Numerical Investigations on the Ultrasonic Atomization of Catalyst Inks for Proton Exchange Membrane Fuel Cells

Abstract

In the fabrication of a proton exchange membrane fuel cell electrode, the catalyst layers (CLs) are coated onto either a gas diffusion medium or a membrane. The deposition method of the catalyst ink plays an important role in the structure of the CL, which directly affects its electrochemical performance. Ultrasonic spraying is a method commonly employed for depositing catalyst ink onto the membrane, and the consequent droplet size is correlated to the microstructure of the CLs. In this study, a two-dimensional nozzle model that vibrates at an ultrasonic frequency was developed to simulate the spraying process of the catalyst ink. The volume of the fluid method with dynamic meshing was used.
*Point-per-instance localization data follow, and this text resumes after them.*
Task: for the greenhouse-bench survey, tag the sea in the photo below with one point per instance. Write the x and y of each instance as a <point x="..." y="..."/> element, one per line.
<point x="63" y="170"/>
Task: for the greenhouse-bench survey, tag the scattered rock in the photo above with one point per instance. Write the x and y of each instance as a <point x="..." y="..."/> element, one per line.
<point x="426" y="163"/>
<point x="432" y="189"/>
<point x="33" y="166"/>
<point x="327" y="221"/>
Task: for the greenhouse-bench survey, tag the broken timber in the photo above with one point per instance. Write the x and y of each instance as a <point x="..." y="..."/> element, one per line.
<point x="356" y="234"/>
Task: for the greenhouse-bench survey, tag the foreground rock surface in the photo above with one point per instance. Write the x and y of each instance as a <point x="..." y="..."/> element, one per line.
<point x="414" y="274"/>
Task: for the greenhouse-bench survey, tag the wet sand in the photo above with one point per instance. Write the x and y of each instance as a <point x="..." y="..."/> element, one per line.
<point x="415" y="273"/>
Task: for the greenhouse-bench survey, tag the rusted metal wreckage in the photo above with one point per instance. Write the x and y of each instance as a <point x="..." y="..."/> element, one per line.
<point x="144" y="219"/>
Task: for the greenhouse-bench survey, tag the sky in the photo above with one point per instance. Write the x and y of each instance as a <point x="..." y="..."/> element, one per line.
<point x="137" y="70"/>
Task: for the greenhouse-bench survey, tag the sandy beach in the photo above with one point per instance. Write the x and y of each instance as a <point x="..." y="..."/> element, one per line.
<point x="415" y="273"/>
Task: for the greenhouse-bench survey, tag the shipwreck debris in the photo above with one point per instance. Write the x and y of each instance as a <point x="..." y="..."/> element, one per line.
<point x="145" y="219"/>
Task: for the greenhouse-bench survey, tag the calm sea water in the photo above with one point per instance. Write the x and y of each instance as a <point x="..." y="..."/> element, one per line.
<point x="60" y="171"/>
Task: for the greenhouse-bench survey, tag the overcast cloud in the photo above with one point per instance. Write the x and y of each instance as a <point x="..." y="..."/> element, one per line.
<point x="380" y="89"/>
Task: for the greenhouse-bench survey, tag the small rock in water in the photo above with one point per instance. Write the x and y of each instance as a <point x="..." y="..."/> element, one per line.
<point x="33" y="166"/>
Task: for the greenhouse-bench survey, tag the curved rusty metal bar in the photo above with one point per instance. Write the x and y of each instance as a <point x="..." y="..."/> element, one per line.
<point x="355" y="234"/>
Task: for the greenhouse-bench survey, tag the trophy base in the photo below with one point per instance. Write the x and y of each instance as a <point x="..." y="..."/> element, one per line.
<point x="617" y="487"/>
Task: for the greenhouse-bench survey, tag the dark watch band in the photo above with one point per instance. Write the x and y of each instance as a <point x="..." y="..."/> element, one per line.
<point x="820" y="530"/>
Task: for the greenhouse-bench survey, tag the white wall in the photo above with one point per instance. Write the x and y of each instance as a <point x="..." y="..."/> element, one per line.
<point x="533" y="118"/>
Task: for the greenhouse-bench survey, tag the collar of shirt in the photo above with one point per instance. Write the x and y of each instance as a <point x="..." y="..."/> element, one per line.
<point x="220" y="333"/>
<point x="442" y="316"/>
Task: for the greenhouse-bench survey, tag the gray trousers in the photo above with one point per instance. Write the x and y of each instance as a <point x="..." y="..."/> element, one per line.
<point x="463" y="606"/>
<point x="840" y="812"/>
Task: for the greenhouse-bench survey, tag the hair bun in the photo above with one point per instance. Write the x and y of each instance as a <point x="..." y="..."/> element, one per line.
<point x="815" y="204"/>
Parametric studies were carried out to gain insights into the atomization process. It was found that measures such as increasing the nozzle amplitude and frequency, and selecting the surface tension and viscosity of the catalyst ink within a proper range, are conducive to obtaining finer droplets and narrower droplet size distribution. Simulation results of non-Newtonian fluids with different viscosity ranges show that the ink fluid with higher viscosity and low shear rate improves the spray quality. This observation is consistent with the results of Newtonian fluids with different viscosities.